To construct the pBS series of LasR-inducible promoter reporter plasmids described in Table 1, we cloned PCR-generated DNA fragments with SalI and BamHI overhangs into SalI-BamHI-digested pPROBE-GT (51) by using standard procedures. All plasmid and mutant constructs were confirmed by DNA sequencing.

Growth curves and population fluorescence measurements.

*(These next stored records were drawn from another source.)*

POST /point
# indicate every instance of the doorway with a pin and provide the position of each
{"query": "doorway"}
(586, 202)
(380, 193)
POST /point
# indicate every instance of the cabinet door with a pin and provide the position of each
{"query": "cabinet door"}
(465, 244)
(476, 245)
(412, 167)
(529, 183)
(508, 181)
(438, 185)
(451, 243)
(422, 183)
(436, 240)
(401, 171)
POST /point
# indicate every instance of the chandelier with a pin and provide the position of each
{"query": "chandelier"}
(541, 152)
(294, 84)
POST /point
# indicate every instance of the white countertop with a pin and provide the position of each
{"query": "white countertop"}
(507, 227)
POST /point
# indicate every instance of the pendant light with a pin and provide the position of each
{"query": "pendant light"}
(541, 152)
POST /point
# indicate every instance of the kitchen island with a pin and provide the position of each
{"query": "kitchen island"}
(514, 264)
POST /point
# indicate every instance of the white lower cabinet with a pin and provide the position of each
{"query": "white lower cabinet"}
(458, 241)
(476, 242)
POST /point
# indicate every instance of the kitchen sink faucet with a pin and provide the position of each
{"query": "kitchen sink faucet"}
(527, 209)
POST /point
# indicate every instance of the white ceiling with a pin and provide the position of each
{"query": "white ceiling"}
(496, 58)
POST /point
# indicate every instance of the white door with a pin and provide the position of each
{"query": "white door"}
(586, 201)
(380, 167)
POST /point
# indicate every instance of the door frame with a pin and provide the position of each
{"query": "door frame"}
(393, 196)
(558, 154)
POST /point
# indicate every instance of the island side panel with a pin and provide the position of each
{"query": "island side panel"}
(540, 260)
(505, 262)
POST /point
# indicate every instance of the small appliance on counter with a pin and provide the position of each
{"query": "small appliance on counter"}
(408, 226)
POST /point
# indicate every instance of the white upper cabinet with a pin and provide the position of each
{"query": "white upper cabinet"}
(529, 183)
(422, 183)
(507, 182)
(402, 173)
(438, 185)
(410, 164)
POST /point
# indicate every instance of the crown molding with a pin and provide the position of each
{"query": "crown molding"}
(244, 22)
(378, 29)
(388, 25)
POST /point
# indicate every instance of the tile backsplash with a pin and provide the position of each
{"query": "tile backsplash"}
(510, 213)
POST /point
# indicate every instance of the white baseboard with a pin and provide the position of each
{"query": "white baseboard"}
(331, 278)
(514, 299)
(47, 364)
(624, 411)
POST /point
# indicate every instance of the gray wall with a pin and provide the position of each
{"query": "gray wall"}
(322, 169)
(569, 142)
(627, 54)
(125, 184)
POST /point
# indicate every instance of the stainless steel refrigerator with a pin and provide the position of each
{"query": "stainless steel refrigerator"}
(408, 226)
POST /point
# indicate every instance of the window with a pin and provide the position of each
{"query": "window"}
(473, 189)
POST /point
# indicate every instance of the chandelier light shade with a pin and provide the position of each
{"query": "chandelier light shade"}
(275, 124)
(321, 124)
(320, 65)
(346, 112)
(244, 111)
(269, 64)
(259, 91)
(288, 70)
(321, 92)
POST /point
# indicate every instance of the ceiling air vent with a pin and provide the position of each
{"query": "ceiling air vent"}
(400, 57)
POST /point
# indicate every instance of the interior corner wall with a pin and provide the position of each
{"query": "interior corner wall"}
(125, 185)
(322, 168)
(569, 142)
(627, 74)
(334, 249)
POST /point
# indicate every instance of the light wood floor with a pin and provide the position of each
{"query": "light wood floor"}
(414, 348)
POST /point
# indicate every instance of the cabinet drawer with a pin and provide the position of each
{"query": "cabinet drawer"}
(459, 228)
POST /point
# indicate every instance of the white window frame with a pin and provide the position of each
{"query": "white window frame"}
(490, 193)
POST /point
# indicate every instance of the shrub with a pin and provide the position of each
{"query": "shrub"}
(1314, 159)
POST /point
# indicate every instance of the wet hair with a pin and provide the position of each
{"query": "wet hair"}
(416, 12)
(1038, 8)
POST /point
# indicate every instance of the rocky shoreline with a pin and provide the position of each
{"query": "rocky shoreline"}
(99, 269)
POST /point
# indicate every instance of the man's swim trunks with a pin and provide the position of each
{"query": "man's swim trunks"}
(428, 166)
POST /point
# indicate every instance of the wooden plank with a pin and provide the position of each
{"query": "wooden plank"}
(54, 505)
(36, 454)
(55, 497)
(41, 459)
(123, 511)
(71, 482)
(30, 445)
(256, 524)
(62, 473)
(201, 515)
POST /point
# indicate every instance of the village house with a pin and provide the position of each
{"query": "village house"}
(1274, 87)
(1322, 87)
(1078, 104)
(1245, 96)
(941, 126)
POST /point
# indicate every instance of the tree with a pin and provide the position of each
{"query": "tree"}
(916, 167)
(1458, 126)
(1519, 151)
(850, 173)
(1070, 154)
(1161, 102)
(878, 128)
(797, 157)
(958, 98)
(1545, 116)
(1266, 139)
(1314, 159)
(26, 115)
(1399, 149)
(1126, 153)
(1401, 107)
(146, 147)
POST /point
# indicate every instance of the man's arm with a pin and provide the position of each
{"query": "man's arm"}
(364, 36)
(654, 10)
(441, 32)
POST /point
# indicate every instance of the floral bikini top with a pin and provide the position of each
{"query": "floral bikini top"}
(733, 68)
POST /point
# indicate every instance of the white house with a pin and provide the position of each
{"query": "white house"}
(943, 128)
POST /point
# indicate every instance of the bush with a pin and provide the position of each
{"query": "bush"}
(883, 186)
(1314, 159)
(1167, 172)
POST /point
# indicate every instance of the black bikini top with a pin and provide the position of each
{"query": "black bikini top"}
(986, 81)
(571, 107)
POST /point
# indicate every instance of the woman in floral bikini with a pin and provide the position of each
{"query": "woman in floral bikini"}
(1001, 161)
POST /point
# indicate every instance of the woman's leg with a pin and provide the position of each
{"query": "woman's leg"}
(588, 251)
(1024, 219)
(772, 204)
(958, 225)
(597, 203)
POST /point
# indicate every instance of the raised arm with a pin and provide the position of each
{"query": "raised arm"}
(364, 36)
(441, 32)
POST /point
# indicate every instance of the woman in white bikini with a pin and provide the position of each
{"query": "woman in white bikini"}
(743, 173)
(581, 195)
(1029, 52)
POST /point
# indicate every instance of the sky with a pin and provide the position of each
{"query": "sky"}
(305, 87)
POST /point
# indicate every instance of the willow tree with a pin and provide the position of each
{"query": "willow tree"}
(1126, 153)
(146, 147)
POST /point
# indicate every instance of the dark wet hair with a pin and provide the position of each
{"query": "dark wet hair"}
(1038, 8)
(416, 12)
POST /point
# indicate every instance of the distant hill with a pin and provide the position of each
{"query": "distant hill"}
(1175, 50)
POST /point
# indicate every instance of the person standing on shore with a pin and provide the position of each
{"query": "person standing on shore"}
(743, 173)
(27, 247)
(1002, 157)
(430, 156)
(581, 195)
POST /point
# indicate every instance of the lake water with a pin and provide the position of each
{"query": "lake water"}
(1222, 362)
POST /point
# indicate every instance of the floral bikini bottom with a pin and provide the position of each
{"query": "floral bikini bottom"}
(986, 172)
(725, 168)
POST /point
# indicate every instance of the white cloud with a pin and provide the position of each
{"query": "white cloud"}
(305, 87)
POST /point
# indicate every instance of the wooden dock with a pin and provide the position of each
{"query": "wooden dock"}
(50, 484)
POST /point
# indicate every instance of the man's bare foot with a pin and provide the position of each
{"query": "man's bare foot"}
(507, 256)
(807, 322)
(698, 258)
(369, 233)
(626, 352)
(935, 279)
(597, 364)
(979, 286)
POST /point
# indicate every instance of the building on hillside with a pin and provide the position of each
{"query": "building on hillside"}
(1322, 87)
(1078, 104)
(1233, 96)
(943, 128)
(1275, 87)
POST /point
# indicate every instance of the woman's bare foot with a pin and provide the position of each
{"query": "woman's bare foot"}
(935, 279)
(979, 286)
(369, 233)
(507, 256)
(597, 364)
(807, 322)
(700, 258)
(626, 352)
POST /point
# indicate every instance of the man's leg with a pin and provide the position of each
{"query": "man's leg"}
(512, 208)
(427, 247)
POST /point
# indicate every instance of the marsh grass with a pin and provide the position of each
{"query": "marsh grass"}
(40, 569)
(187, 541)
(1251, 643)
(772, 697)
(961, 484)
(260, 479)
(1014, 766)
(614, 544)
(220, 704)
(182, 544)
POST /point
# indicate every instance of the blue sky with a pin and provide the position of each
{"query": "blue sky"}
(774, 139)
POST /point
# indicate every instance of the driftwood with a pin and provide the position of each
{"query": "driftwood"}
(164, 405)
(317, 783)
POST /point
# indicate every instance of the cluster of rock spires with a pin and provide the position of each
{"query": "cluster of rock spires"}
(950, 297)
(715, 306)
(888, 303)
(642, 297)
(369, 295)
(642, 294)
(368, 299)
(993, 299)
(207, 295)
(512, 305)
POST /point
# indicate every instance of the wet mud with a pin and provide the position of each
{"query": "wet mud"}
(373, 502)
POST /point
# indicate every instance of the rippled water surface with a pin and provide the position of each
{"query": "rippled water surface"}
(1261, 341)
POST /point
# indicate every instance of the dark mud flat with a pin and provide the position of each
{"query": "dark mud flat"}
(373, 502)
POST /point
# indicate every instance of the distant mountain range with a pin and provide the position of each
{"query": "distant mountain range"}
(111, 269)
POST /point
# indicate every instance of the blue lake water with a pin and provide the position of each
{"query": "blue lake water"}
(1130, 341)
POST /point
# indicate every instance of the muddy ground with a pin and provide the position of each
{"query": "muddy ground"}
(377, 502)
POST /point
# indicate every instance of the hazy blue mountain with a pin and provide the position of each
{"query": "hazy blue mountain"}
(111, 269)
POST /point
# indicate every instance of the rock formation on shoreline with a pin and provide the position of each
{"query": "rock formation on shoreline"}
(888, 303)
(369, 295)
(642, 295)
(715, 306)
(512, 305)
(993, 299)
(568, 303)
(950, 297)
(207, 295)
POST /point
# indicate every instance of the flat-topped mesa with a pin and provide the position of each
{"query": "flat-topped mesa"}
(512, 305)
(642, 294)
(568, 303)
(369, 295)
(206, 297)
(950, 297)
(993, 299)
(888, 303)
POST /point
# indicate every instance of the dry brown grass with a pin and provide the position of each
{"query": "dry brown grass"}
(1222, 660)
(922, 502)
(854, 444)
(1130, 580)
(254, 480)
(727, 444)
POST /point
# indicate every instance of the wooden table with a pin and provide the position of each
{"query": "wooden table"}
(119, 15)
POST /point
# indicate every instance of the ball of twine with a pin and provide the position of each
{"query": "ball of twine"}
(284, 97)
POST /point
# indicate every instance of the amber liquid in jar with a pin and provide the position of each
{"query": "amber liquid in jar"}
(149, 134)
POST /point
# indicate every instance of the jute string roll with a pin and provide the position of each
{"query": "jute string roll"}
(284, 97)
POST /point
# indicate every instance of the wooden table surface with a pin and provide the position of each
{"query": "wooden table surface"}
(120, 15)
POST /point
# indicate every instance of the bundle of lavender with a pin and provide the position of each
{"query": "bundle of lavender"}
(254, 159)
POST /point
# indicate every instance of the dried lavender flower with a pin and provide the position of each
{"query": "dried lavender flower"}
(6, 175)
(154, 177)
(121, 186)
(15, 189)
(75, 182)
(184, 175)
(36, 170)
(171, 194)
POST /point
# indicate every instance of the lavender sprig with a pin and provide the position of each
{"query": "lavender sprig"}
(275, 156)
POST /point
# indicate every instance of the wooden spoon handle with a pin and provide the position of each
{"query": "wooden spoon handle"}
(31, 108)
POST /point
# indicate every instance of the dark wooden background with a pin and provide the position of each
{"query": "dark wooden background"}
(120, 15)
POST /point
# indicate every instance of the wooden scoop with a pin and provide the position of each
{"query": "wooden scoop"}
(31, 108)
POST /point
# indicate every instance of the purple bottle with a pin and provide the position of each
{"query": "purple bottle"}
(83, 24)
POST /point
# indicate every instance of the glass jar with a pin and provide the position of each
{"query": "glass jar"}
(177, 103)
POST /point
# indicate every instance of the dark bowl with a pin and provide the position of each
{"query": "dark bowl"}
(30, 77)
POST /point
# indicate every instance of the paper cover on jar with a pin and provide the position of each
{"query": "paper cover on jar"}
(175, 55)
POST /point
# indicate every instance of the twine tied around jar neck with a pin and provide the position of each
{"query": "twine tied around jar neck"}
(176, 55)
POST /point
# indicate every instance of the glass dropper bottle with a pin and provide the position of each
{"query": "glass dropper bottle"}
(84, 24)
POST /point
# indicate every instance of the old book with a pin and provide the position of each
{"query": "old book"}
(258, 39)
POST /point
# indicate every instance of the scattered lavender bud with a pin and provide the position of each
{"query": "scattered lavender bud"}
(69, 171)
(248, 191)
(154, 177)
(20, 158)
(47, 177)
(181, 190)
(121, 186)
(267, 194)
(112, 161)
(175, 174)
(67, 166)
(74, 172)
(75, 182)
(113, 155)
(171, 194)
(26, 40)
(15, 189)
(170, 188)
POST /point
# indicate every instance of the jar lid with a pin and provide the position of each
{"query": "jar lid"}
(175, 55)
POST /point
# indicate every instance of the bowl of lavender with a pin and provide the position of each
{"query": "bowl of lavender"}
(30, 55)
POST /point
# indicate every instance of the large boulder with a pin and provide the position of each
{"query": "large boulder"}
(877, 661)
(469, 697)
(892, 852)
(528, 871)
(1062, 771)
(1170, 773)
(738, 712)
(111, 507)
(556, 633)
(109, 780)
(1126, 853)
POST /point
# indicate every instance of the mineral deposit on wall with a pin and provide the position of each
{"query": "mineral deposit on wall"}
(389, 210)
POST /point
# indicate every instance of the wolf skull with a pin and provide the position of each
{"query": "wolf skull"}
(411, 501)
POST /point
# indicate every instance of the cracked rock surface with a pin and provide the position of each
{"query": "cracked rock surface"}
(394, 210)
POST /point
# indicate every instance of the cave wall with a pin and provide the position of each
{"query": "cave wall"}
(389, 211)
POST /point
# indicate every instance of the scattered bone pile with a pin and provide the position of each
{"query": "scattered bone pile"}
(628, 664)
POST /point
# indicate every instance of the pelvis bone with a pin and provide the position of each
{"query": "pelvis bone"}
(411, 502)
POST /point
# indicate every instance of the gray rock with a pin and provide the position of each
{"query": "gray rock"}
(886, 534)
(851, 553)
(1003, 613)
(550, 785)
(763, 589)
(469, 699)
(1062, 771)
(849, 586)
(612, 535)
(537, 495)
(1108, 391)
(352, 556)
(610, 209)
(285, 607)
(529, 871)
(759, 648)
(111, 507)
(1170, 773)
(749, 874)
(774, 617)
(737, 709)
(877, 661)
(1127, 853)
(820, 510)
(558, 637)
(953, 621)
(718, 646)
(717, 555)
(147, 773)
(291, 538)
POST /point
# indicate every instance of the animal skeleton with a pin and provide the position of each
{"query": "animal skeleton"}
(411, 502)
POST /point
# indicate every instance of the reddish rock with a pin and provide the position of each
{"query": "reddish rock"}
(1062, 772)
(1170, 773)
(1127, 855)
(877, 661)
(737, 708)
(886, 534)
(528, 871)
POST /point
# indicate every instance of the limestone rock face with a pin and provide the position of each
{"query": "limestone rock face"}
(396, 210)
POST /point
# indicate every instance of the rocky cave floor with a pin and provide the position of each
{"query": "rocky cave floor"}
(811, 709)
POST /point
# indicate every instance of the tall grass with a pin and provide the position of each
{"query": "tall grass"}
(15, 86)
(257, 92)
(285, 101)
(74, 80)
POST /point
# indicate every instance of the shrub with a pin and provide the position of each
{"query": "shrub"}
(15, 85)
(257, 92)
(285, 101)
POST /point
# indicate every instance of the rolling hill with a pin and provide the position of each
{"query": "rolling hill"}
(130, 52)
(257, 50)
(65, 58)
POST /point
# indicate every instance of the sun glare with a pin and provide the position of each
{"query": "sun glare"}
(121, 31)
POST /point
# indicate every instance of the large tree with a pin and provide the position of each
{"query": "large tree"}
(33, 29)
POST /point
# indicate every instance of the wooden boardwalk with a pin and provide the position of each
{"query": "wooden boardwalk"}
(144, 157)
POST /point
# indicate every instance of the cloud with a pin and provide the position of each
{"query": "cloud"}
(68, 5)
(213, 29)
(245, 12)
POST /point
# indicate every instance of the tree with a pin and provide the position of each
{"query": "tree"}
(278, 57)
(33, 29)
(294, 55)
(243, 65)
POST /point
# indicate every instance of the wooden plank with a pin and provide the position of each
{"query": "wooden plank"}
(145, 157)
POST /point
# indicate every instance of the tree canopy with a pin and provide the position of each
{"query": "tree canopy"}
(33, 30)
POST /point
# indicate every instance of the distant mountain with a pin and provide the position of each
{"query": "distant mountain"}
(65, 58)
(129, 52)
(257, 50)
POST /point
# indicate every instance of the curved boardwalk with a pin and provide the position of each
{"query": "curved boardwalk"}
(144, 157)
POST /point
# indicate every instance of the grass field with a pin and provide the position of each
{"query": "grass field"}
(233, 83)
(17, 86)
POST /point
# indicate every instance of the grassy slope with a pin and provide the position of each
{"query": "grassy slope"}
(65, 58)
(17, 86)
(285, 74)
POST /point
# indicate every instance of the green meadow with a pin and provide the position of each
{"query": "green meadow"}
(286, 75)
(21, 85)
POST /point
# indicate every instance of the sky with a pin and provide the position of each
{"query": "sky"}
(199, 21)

Starter cultures for growth curves were grown from a single colony inoculated into 3 ml of LB-MOPS broth. When cultures reached an optical density at 600 nm (OD600) of between 0.05 and 0.2, they were used to start experiments at an initial OD600 of 0.001. Optical densities were measured by using a Genesys spectrophotometer with a 1-cm-path-length cuvette. Either 3OC12-HSL or l-arabinose or both were included as noted. Relative fluorescence units (RFUs) (485-nm excitation, 535-nm emission) and OD600 in 20-μl samples in black-walled transparent-bottom 384-well plates were measured by using a BioTek synergy H1 microplate reader.

Flow cytometry.

We used flow cytometry to measure individual cell responses in populations of P. aeruginosa. Cells were grown in 15 ml of LB-MOPS broth. The cultures were sampled at the times indicated, and the cells were pelleted by centrifugation, washed twice in phosphate-buffered saline (PBS) (pH 7.4), suspended in 2.5% paraformaldehyde in PBS, and fixed at 37°C with shaking for 10 min. The fixed cells were washed three times in PBS and then stored in PBS at 4°C. Cells were analyzed by using a BD LSR II flow cytometer and BD FACSDiva software. Cells were gated to exclude debris based on forward scatter (FSC) and side scatter (SSC). Twenty thousand events were acquired for each sample. GFP was excited with the blue laser (488 nm), and the emitted light was collected via a 530/30 nm filter. Data were analyzed using FCS Express 4 software.

Autoinducer bioassays.

We used a bioassay to measure 3OC12-HSL as described elsewhere (52, 53). Briefly, we extracted the QS signal 3OC12-HSL from culture fluid in ethyl acetate acidified with 0.01% glacial acetic acid and concentrated the autoinducer 10-fold. We used an E. coli bioassay strain containing lasR and a LasR-inducible promoter fused to lacZ (54, 55) to measure 3OC12-HSL, and we prepared a standard curve by using synthetic 3OC12-HSL (RTI International) to calculate signal concentrations in cultures as described elsewhere (53).